Il nome Campoformido entra nella storia; il Regno dell’Illirico - austriaco - ricalca le napoleoniche “Provincie Illiriche”. Vira verso l’eco dei quel mondo Villa Vicentina, già residenza della principessa Elisa Baciocchi, sorella di Napoleone (morta a Trieste a 43 anni e sepolta in San Petronio a Bologna). Se l’antica commenda dei Cavalieri di Malta, da lei acquistata si avvia (un dolore per la Bassa!) al disfacimento, sopravvive la cappella neogotica di Villa Baciocchi, luogo di eterno riposo per il nipote di Elisa, Benedetto Napoleone, suicida a Parigi.
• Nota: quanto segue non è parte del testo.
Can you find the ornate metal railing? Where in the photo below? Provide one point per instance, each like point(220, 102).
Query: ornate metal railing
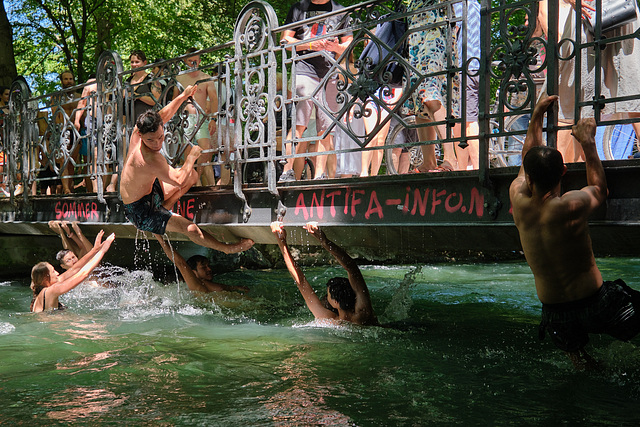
point(254, 75)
Più felice la sorte di un’opera di Napoleone, a Palmanova (quivi dichiarò guerra a Venezia, il I maggio 1797): l’allargamento della fortezza veneta, da lui voluto, realizzato dagli ingegneri militari, che, nel suo inclusivo modo di procedere, erano esponenti della vecchia nobiltà e giovani del mondo nuovo. Una cerchia fortificatoria, che emerge in nove lunette, inghirlanda la parte più antica
Al centro della piazza, nella stella che ha forma di città - eco della rivoluzione - le scritte sulla base monumentale dei fasti veneti. Sopra il camauro e i fiori dello stemma di un doge, parole violente, tremende, ultimative di un “albero della libertà”: s’intonano con quel che scrisse Napoleone a Sant’Elena (1815) “La rivoluzione rigenera la morale, come il letame più sporco dà vita alla più nobile vegetazione”.